Donna Keith is estranged from the boy's father, who is also named William Keith.
The settlement came shortly after Judge Roy Willett ruled that William Keith would not be allowed to sue through his parents for wrongful life. Hospital lawyers had argued that such legal action is not allowed under Virginia law.
Even so, Eggleston and Roanoke Memorial settled the wrongful life claim "out of an abundance of caution," Eskridge said.
Although the wrongful-life issue could not have gone to a jury, Keith's mother could still have sued for a "wrongful birth" and asked for up to $1 million on such claims as malpractice and emotional distress. It was that pending claim that was settled for the undisclosed amount.
The unusual suit stemmed from the following events:
In August 1986, Keith went to Roanoke Memorial's clinic to have her pregnancy for monitored. In the 22nd week of her pregnancy, an ultrasound test discovered enlarged kidneys in the fetus.
Keith was then placed in the care of Eggleston, who discovered two weeks later that the fetus had six fingers and six toes on each hand and foot.
Eggleston diagnosed the fetus as having Meckel-Gruber Syndrome. He told Keith that her child could possibly be born without a brain and that the disease is almost always fatal. He recommended an abortion.
But first he referred her to a second doctor, whose diagnosis and recommendation turned out to be the same. Keith then decided to have an abortion through induced labor ending in a stillbirth.
She was admitted to Roanoke Memorial on Sept. 30 and was given Pitocin, a drug to induce labor. But three hours into the procedure, Eggleston had a conversation with one of his colleagues that led him to have second thoughts.

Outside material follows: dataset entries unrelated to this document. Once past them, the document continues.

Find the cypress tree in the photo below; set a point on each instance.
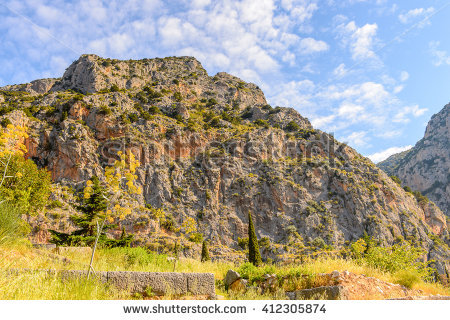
(205, 251)
(254, 255)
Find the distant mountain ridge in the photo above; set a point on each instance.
(210, 150)
(426, 167)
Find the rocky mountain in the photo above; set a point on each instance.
(426, 167)
(211, 149)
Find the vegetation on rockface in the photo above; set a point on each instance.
(254, 256)
(24, 188)
(205, 251)
(93, 212)
(401, 259)
(101, 204)
(167, 112)
(12, 227)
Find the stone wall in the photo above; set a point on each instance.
(158, 283)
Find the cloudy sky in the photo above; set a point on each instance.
(372, 72)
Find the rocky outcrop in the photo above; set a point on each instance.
(211, 149)
(426, 167)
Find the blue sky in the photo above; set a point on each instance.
(372, 72)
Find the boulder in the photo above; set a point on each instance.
(231, 277)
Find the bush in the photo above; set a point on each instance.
(105, 110)
(407, 278)
(28, 187)
(243, 243)
(114, 88)
(133, 117)
(12, 227)
(396, 180)
(177, 95)
(4, 123)
(205, 251)
(261, 123)
(254, 256)
(196, 237)
(292, 126)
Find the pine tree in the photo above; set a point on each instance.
(205, 251)
(254, 255)
(93, 209)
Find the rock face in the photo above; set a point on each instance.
(426, 167)
(211, 149)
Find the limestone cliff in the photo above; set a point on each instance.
(210, 148)
(426, 167)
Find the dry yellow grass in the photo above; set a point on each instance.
(38, 286)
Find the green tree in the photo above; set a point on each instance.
(254, 256)
(205, 251)
(93, 211)
(22, 184)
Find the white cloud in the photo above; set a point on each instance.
(383, 155)
(310, 45)
(398, 89)
(404, 75)
(415, 111)
(357, 139)
(360, 40)
(414, 14)
(340, 71)
(440, 56)
(319, 122)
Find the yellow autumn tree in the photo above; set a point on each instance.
(119, 184)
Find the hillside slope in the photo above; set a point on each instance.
(426, 167)
(211, 149)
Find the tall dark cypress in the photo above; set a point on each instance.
(254, 256)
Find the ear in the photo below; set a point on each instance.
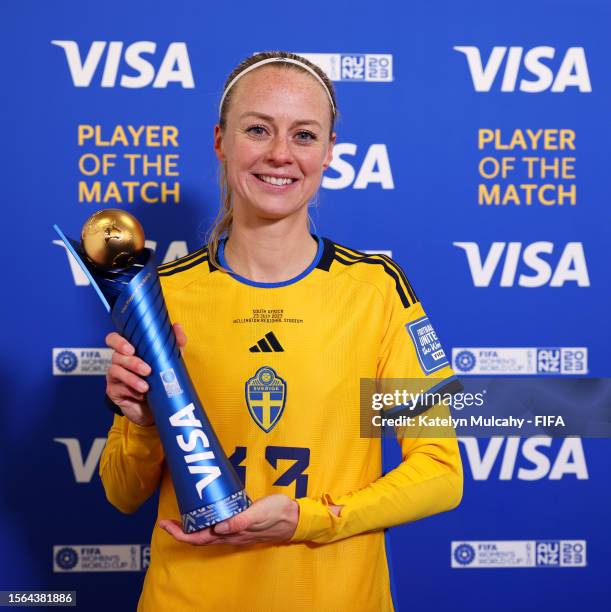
(218, 143)
(329, 154)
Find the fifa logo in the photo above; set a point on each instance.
(140, 57)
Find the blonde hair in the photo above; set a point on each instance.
(224, 219)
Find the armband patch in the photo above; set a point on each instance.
(428, 348)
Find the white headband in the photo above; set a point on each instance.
(269, 60)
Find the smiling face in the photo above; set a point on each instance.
(276, 143)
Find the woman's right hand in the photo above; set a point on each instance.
(125, 384)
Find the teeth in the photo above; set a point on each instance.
(272, 180)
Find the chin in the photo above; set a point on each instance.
(274, 211)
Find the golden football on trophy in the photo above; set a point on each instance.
(111, 238)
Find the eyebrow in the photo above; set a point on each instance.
(271, 119)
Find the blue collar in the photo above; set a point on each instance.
(290, 281)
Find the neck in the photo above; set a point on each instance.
(270, 251)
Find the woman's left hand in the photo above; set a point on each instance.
(269, 519)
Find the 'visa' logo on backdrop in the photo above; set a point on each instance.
(375, 168)
(573, 70)
(525, 455)
(173, 67)
(571, 266)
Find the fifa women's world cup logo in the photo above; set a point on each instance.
(124, 274)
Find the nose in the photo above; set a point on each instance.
(279, 151)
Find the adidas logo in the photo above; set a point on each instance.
(268, 344)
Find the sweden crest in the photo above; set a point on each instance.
(265, 398)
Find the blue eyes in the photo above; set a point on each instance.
(301, 136)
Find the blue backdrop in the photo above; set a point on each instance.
(435, 100)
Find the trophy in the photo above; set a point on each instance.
(124, 274)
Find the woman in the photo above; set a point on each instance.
(267, 301)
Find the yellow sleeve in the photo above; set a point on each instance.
(131, 464)
(429, 479)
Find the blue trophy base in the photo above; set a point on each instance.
(218, 511)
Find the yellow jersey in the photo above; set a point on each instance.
(278, 368)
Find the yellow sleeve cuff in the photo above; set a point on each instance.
(315, 519)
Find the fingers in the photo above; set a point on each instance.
(200, 538)
(118, 374)
(119, 343)
(240, 522)
(181, 338)
(132, 363)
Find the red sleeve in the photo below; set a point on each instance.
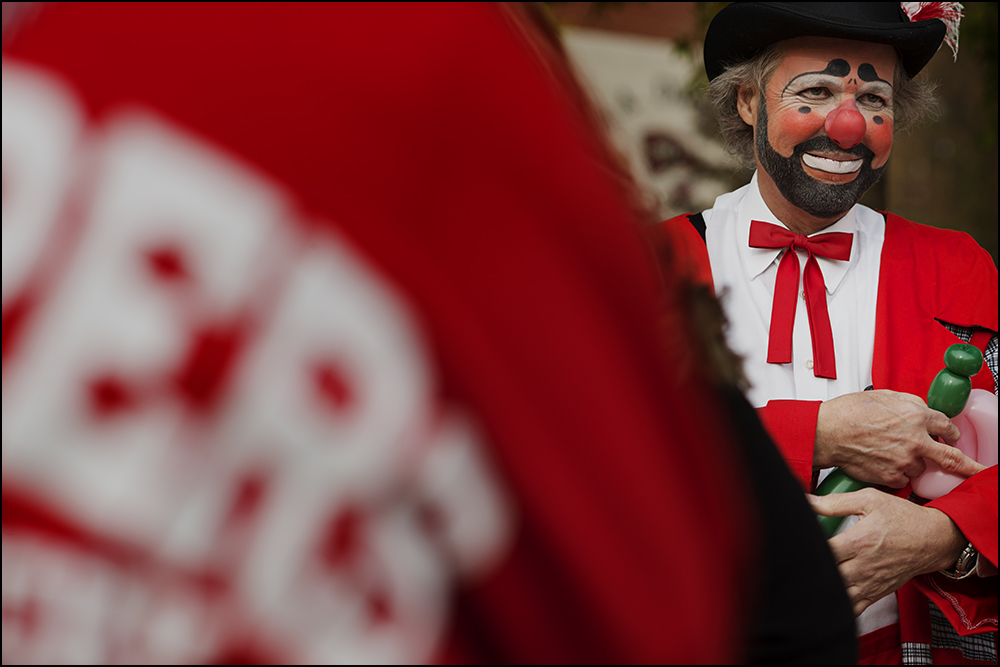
(970, 604)
(687, 250)
(792, 425)
(972, 505)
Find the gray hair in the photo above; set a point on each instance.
(912, 100)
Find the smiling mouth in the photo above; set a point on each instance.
(831, 166)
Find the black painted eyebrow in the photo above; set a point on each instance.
(866, 72)
(836, 67)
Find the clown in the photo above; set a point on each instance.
(827, 298)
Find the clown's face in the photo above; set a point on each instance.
(823, 127)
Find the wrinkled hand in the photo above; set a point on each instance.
(894, 541)
(884, 436)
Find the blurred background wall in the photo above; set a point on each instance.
(642, 63)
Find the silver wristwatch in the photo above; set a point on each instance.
(965, 565)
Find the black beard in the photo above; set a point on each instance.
(826, 201)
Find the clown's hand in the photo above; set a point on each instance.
(894, 541)
(884, 436)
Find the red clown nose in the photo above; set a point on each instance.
(845, 125)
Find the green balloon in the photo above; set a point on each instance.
(949, 392)
(963, 359)
(837, 481)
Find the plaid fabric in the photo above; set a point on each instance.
(976, 647)
(916, 653)
(990, 355)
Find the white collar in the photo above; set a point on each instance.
(757, 260)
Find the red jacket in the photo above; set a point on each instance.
(927, 276)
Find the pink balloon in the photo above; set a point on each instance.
(978, 424)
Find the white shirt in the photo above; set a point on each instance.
(744, 279)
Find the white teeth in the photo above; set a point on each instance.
(831, 166)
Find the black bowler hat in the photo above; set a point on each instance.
(741, 30)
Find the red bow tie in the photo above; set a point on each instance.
(834, 245)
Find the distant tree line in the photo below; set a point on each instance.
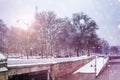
(50, 35)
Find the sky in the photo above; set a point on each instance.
(106, 13)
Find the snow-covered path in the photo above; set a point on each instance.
(90, 67)
(26, 62)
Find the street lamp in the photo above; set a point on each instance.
(95, 62)
(108, 70)
(25, 28)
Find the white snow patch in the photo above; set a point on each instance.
(90, 67)
(3, 69)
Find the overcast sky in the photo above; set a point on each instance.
(106, 13)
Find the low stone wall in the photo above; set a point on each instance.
(3, 76)
(64, 68)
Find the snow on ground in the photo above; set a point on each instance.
(2, 56)
(27, 62)
(90, 67)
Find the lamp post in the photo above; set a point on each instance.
(95, 62)
(19, 21)
(108, 70)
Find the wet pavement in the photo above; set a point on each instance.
(111, 72)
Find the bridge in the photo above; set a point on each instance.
(53, 67)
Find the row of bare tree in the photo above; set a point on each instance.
(50, 35)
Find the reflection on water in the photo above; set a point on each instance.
(73, 77)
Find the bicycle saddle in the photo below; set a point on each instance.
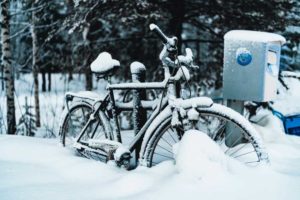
(104, 64)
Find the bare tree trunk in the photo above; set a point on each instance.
(35, 71)
(43, 81)
(89, 79)
(88, 73)
(49, 81)
(8, 71)
(177, 9)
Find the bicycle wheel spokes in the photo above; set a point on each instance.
(231, 138)
(164, 146)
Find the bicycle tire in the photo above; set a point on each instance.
(153, 143)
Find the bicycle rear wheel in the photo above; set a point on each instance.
(234, 134)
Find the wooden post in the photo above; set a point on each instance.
(139, 115)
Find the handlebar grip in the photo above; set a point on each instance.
(160, 34)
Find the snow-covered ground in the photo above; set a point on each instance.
(51, 103)
(38, 168)
(35, 168)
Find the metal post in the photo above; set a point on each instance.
(139, 115)
(234, 138)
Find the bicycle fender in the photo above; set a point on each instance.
(196, 102)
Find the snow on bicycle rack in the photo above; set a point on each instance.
(104, 63)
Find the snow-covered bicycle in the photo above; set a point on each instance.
(91, 125)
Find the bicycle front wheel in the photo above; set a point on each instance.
(233, 133)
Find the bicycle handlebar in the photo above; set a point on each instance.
(159, 33)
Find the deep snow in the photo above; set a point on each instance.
(35, 168)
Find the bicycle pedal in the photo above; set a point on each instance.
(106, 145)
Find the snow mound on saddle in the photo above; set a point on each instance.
(104, 63)
(199, 156)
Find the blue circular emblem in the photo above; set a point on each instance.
(243, 56)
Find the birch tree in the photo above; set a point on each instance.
(35, 69)
(7, 66)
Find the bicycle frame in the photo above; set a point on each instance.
(168, 84)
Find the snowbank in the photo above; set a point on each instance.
(35, 168)
(199, 156)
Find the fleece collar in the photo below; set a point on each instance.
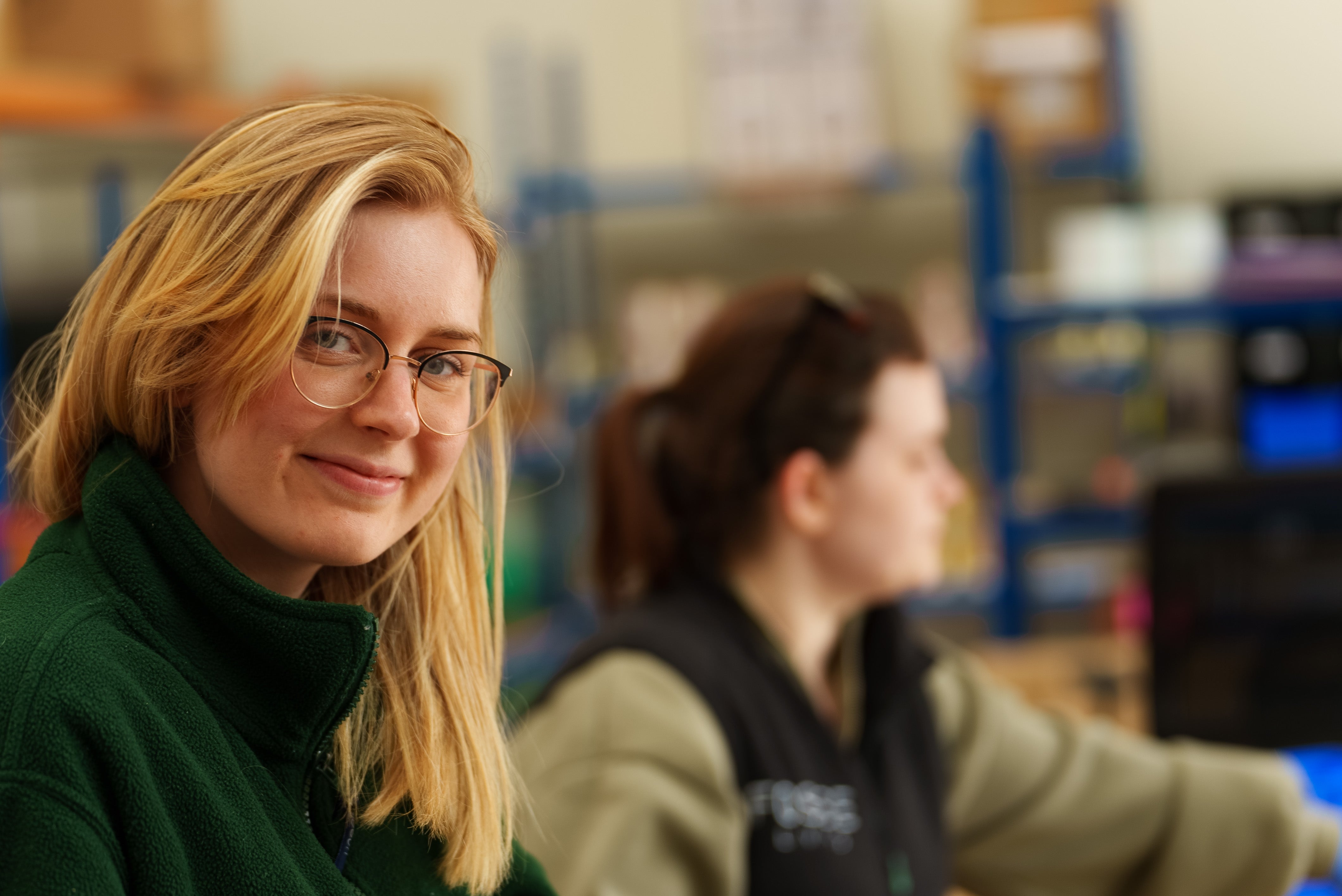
(282, 671)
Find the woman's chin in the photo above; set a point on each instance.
(342, 552)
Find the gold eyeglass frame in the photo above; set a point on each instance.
(417, 369)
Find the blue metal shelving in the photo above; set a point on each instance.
(1007, 322)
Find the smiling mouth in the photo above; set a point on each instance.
(363, 483)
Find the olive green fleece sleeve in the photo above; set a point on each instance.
(1042, 804)
(633, 789)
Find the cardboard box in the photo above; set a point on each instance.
(1039, 70)
(164, 46)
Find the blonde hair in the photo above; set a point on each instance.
(214, 281)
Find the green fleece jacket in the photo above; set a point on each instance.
(163, 718)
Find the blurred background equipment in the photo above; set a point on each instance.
(1247, 627)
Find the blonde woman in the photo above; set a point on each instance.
(255, 652)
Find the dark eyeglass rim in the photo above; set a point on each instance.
(825, 293)
(505, 372)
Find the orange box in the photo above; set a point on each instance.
(166, 46)
(1038, 70)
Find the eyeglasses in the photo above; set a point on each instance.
(337, 363)
(826, 294)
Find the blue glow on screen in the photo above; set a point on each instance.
(1293, 427)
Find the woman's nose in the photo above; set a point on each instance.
(390, 407)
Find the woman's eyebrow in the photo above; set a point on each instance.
(355, 306)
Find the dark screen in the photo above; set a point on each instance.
(1247, 611)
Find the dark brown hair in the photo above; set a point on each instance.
(682, 471)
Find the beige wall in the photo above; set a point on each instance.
(1231, 92)
(1239, 93)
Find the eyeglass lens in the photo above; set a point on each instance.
(337, 364)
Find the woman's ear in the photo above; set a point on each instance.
(806, 494)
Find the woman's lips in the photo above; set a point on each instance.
(367, 481)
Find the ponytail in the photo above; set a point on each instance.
(682, 473)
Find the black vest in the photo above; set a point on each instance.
(826, 820)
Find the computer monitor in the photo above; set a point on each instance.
(1246, 579)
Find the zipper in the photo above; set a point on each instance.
(324, 756)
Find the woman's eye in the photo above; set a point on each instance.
(332, 341)
(442, 365)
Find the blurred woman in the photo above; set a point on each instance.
(757, 717)
(255, 654)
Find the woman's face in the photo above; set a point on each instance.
(292, 488)
(889, 500)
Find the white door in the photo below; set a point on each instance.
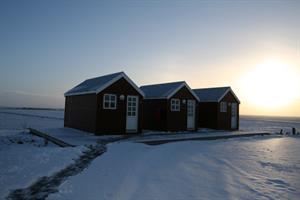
(191, 114)
(132, 114)
(233, 115)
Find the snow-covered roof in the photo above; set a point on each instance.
(164, 90)
(96, 85)
(213, 94)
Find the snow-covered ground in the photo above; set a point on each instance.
(18, 119)
(265, 167)
(252, 168)
(23, 157)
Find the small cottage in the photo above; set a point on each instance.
(110, 104)
(218, 108)
(169, 107)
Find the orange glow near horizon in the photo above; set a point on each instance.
(271, 85)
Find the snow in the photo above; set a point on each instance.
(19, 119)
(77, 137)
(261, 168)
(23, 157)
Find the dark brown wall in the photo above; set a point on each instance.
(177, 121)
(158, 114)
(80, 112)
(208, 115)
(155, 114)
(211, 117)
(224, 119)
(114, 121)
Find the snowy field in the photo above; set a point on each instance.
(23, 157)
(256, 168)
(264, 167)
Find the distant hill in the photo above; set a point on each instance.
(23, 100)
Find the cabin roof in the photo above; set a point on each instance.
(164, 90)
(96, 85)
(213, 94)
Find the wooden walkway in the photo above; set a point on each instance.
(50, 138)
(163, 141)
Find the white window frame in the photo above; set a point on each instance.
(175, 104)
(223, 107)
(109, 101)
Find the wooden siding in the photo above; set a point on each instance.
(155, 114)
(224, 119)
(208, 115)
(114, 121)
(177, 120)
(211, 117)
(158, 114)
(80, 112)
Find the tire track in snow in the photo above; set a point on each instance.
(31, 115)
(46, 185)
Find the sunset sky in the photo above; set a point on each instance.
(47, 47)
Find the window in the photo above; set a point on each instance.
(175, 105)
(132, 106)
(110, 101)
(223, 107)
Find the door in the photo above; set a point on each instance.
(132, 114)
(233, 115)
(191, 114)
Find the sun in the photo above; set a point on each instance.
(271, 84)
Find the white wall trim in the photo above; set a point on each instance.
(122, 75)
(181, 86)
(229, 90)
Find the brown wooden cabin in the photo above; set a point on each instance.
(169, 107)
(218, 108)
(110, 104)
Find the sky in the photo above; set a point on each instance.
(48, 47)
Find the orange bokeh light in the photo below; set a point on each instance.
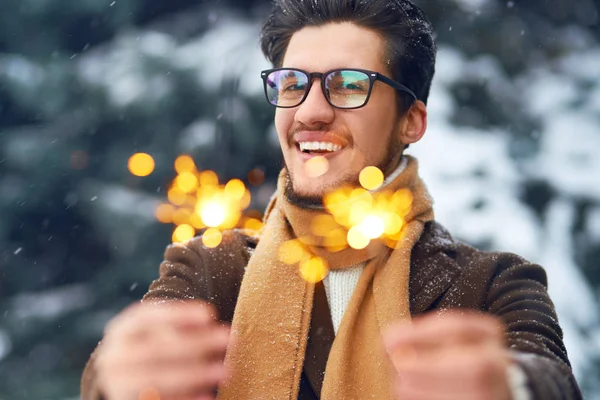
(141, 164)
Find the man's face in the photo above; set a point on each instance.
(365, 136)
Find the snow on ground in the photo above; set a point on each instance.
(470, 173)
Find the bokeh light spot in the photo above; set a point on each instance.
(356, 239)
(141, 164)
(235, 189)
(209, 178)
(212, 238)
(183, 233)
(371, 178)
(184, 163)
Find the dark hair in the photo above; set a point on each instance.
(410, 45)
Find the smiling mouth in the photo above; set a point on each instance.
(318, 148)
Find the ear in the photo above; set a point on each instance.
(415, 123)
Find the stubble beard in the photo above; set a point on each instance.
(315, 201)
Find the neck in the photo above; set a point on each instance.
(393, 169)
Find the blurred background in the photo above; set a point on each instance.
(511, 154)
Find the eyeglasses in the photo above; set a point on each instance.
(343, 88)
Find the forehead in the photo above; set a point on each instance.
(335, 45)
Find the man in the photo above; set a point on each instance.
(350, 84)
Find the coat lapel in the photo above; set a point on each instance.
(320, 339)
(433, 267)
(433, 270)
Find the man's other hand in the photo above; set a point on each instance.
(171, 351)
(455, 355)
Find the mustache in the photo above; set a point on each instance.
(325, 129)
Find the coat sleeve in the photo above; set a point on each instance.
(518, 295)
(191, 272)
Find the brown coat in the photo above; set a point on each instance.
(444, 274)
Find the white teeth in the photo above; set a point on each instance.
(320, 146)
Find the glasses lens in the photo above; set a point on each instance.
(286, 87)
(347, 88)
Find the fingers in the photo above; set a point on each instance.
(175, 350)
(179, 347)
(433, 331)
(137, 319)
(450, 356)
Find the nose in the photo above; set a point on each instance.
(315, 109)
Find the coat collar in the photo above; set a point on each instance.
(433, 267)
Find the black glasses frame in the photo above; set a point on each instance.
(373, 76)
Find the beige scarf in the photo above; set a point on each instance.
(272, 315)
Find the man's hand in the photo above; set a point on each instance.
(450, 356)
(170, 351)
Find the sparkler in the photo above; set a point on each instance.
(197, 201)
(355, 216)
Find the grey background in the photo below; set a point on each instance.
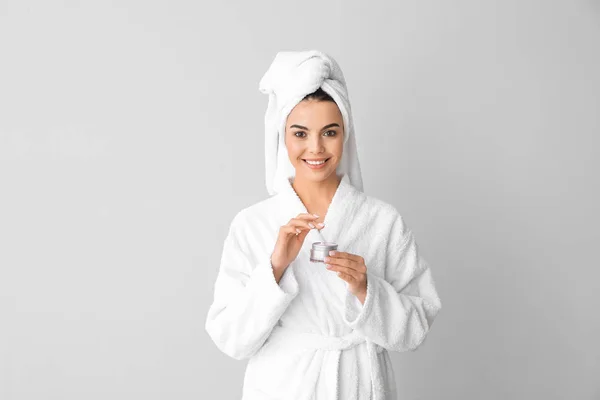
(131, 133)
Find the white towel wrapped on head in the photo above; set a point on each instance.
(291, 76)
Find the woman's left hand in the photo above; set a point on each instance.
(352, 269)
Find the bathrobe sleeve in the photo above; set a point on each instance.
(399, 309)
(248, 302)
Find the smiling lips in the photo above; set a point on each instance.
(316, 164)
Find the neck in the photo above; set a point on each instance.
(315, 193)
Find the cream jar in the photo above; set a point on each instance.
(320, 250)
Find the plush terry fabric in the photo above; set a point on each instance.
(291, 76)
(308, 337)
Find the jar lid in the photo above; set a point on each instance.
(325, 245)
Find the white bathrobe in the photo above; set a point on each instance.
(308, 337)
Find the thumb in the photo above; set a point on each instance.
(302, 235)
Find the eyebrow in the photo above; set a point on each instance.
(305, 128)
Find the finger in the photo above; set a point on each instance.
(348, 256)
(345, 270)
(303, 224)
(307, 216)
(346, 277)
(290, 230)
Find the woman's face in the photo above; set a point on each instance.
(314, 130)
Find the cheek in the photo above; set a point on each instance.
(294, 149)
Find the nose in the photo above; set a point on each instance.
(315, 145)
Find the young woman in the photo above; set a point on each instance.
(318, 331)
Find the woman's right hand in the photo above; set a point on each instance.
(290, 240)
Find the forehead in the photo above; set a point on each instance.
(317, 113)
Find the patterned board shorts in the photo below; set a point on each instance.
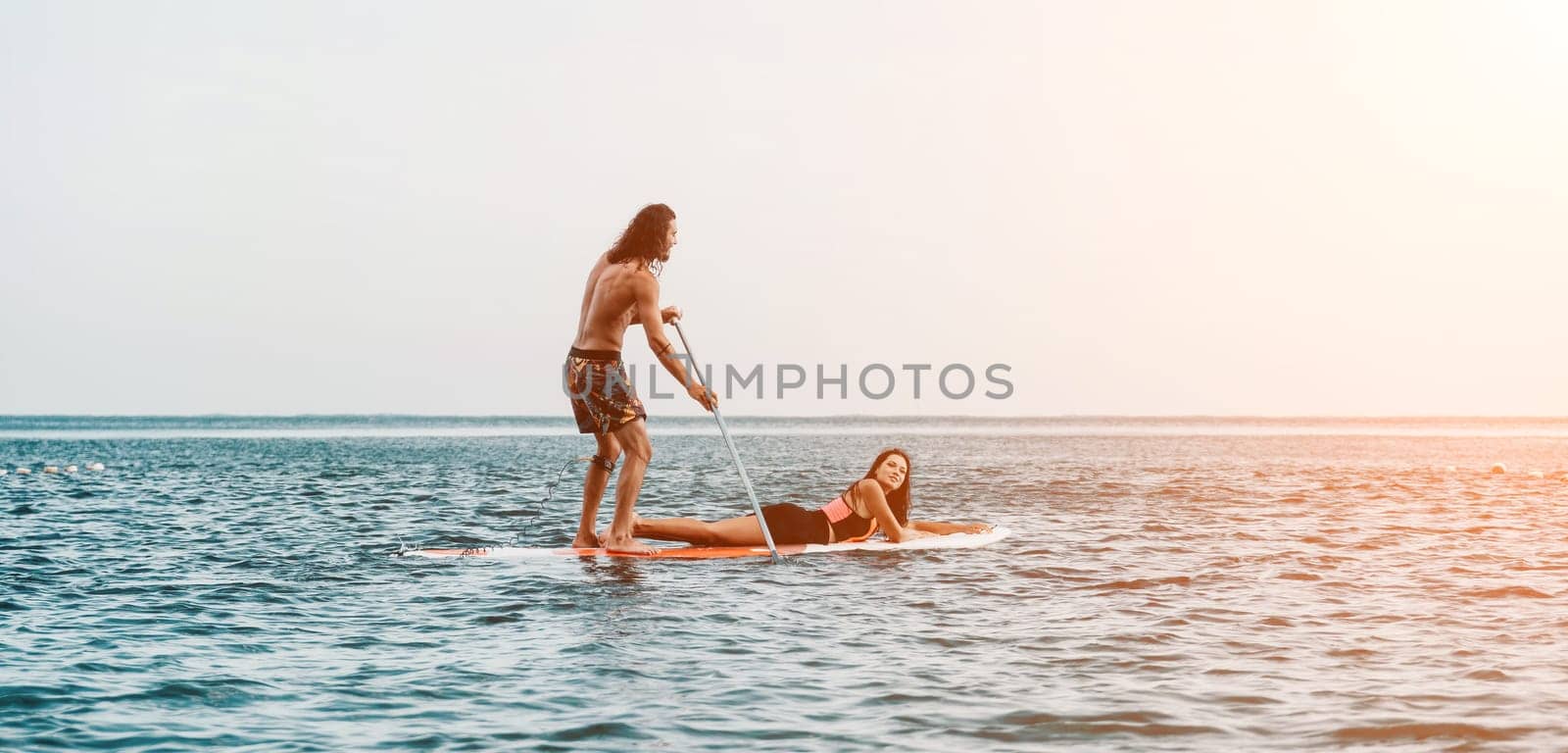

Eskridge said the colleague played "devil's advocate," asking Eggleston if he was certain the child had the disease - and if he was sure that it would be born dead.
Eggleston then decided to stop the abortion.
"Dr. Eggleston was basically talked out of it, and he goes back to the mother and says, `We can't be sure about this,' " Eskridge said.
After stopping the abortion, Eggleston told Keith that the child might be "OK" and that he was afraid the child would be born alive if the procedure continued.
The abortion was stopped, and Keith's son was born four weeks premature on Nov. 2, 1986.
Although the child was not normal, it soon bacame apparent that he did not suffer from a serious case of Meckel-Gruber Syndrome.
"When she first had the child, she was a lot more disappointed," Turk said of Keith. But as time went on and the infant became a toddler, "she lost a lot of her anger and ill feelings," he said.